I love Vegas. I think it's a phenomenal city, especially for a chef. Look past all the casinos and all the things that people naturally go to Vegas for and think about the fact that there are just great restaurants there. Chefs go to Vegas because they know that the resources are there to do the restaurants the way they've always dreamed to do them. So, if you want to experience a chef's restaurant in his fantasy land — like, "If I was ever going to do a restaurant it would be like this" — I think Vegas is the place to go because they actually build them like that. "Joël Robuchon, what do you need to come to Las Vegas and have a restaurant?" And all of a sudden there's this masterpiece of a restaurant.
Would you ever consider coming out here and setting up shop?
Maybe. Yeah. If somebody was like, "We've got this great space, what do you want to do?" It's hard to pass that up. There are not too many places in the country that support that.
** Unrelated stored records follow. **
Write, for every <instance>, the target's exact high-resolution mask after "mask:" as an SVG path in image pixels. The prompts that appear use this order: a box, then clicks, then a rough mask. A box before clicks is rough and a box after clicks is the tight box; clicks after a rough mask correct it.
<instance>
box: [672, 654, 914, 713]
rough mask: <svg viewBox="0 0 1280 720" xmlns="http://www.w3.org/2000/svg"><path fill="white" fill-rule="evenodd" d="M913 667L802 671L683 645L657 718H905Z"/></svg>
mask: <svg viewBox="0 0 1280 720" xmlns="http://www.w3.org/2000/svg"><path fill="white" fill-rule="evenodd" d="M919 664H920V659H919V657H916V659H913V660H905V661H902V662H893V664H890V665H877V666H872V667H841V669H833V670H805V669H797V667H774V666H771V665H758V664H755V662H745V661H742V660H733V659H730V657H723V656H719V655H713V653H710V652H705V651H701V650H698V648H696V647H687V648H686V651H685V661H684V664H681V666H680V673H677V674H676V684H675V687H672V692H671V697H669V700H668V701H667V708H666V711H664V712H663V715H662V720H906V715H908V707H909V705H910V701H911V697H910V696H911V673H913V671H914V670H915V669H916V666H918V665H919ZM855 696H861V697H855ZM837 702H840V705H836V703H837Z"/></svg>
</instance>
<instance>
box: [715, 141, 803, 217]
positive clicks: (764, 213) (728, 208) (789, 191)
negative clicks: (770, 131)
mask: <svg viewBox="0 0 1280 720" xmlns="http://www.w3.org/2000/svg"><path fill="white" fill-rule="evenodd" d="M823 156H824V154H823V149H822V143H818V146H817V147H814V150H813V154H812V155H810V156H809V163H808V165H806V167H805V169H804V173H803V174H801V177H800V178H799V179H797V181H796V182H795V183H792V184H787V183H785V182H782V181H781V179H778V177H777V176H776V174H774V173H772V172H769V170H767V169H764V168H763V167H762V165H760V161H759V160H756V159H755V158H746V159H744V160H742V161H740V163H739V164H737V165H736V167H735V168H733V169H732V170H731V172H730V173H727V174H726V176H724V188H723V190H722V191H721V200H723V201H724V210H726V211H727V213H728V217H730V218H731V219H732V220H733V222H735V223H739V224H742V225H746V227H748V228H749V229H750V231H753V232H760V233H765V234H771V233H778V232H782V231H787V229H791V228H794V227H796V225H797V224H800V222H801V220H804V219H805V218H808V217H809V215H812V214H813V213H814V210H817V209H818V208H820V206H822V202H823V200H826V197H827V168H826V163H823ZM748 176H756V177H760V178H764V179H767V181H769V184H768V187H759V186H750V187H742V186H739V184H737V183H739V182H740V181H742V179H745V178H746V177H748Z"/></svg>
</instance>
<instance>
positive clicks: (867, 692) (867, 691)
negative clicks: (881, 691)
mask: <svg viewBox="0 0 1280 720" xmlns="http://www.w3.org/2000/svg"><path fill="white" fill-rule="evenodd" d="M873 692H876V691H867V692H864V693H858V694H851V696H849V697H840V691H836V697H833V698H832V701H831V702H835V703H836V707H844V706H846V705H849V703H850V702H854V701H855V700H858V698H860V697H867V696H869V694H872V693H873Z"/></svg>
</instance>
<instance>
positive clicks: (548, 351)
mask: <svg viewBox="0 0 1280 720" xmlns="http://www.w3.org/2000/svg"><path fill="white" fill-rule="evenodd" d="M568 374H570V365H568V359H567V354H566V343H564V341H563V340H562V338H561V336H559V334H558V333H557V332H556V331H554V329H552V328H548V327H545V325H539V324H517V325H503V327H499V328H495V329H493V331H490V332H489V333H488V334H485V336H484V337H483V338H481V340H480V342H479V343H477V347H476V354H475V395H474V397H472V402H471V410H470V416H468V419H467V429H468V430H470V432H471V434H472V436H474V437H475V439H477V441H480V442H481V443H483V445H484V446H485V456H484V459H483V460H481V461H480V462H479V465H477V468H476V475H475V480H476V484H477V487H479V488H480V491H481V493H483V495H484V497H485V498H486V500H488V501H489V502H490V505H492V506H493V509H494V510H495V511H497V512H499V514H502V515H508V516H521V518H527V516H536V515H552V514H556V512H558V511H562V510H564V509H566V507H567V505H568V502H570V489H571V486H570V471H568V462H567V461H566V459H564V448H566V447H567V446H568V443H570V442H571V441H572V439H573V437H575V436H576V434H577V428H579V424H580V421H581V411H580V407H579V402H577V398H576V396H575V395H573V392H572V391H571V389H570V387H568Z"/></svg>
For Las Vegas diners thinking of making the trip to LA to eat at your restaurant, what's a dish that you're working on right now?
I can tell you what the most popular dish on the menu is. It's a dish of Australian Wagyu short rib that we cook for 48 hours, but the description under it says "flavors of pot roast." We take really, really good carrots and we juice them. We basically take that juice and mix it with red wine and we don't reduce it. I have something that I use to thicken it and turn it into a glaze. We take the pot roast that we've cooked for 48 hours — the short rib — and we dip it into this vat. This carrot and red wine just coats the outside of the meat, so it's this bright, orangey red, shiny piece of perfectly cooked meat. We garnish it with what I call "liquid French fries." We make a puree of La Ratte potatoes, which are the most potato-y tasting potatoes, but we make it really liquid. Then we set it with agar agar, sorbitol, and gelatin. We tempura fry it, so you have a liquid-center French fry.
Did you realize when you went into being a chef that you were going to become somewhat of a scientist at the same time?
No, not at all. I did terrible in school; I never got good grades. Science was probably my worst class. By no means are we scientists, but we definitely take advantage of technology that's available and try to apply it to what we do. [To not use it] would be like a musician saying, "I'm not using any digital at all. I'm going only acoustic." There's a lot more out there that can enhance what you do.